Jadi jika berpikir bahwa “uang” adalah segalanya, tidak sepenuhnya benar. Bisa saja melakukan people-push dengan uang, hanya saja akan memberikan dampak pada kultur bisnis yang tidak baik. Terlebih jika diadopsi oleh startup.

Antara people development dan talent aquisition

Memiliki sumber daya manusia yang berkualitas adalah cita-cita semua bisnis. Alasannya sederhana, bahwa bisnis membutuhkan bahan bakar yang tepat untuk mengimbangi persaingan yang makin ketat. Terlebih teknologi, berbagai pembaruan harus selalu diusung untuk memenuhi kebutuhan penggunanya. Untuk itu banyak hal yang bisa dilakukan, salah satu pilihannya ialah people development, yakni melatih pekerja untuk senantiasa menjadi lebih tangkas. Namun dewasa ini strategi talent aquisition juga menjadi tren di kalangan startup digital.

Membicarakan untung rugi antara people development dan talent aquisition maka harus mengembalikan kepada keadaan bisnis tersebut. Keduanya membutuhkan investasi dan memiliki risiko. Soal people development, perusahaan butuh mengalokasikan waktu dan biaya lebih banyak untuk mengadakan training terpadu, risikonya jika pekerja “kabur”. Sedangkan talent aquisition mengharuskan perusahaan menawarkan benefit yang lebih besar dari yang didapat dari perusahaan sebelumnya, risikonya pekerja sulit bersatu dengan visi bisnis.

Pertimbangan lainnya adalah kecepatan. Jika mengandalkan strategi people development memang tidak bisa seinstan talent aquisition, hanya saja prosesnya akan menjadi lebih mudah dipantau. Kembali kepada beberapa alasan seseorang mau mempertahankan jabatannya di sebuah perusahaan, yakni lingkungan yang membangun dan nyaman bagi mereka. Untuk itu perlu menjadi pertimbangan bahwa perusahaan menyajikan career path yang menjanjikan bagi para pekerjanya.

Proses people development turut memudahkan ketika perusahaan membutuhkan regenerasi di jajaran senior. Umumnya tidak bisa dilakukan dengan asal memilih orang yang berkompetensi, tapi dipilih yang berkompetensi plus mengenal betul bagaimana ritme bisnis berjalan. Investasi pada people development tampaknya mampu mengarahkan perusahaan ke arah sana, menjadikan pekerja mampu menyatu dengan visi bisnis secara keseluruhan.

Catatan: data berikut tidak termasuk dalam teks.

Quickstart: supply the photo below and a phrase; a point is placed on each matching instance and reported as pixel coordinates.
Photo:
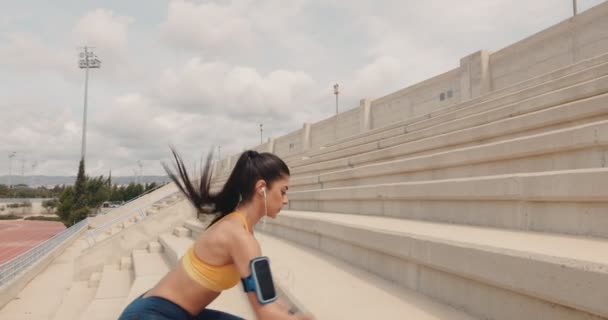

Namun kembali lagi, itu hanyalah opsi. Apapun yang dipilih pastinya selalu akan dihubungkan dengan kebutuhan dan strategi bisnis yang telah dituliskan. Yang perlu digarisbawahi bahwa tak akan terlahir sebuah produk yang menjanjikan ketika diproduksi oleh tangan yang tidak berkompetensi. Sumber daya manusia sudah selayaknya dijadikan poin krusial dalam pembahasan utama bisnis, pun di level startup.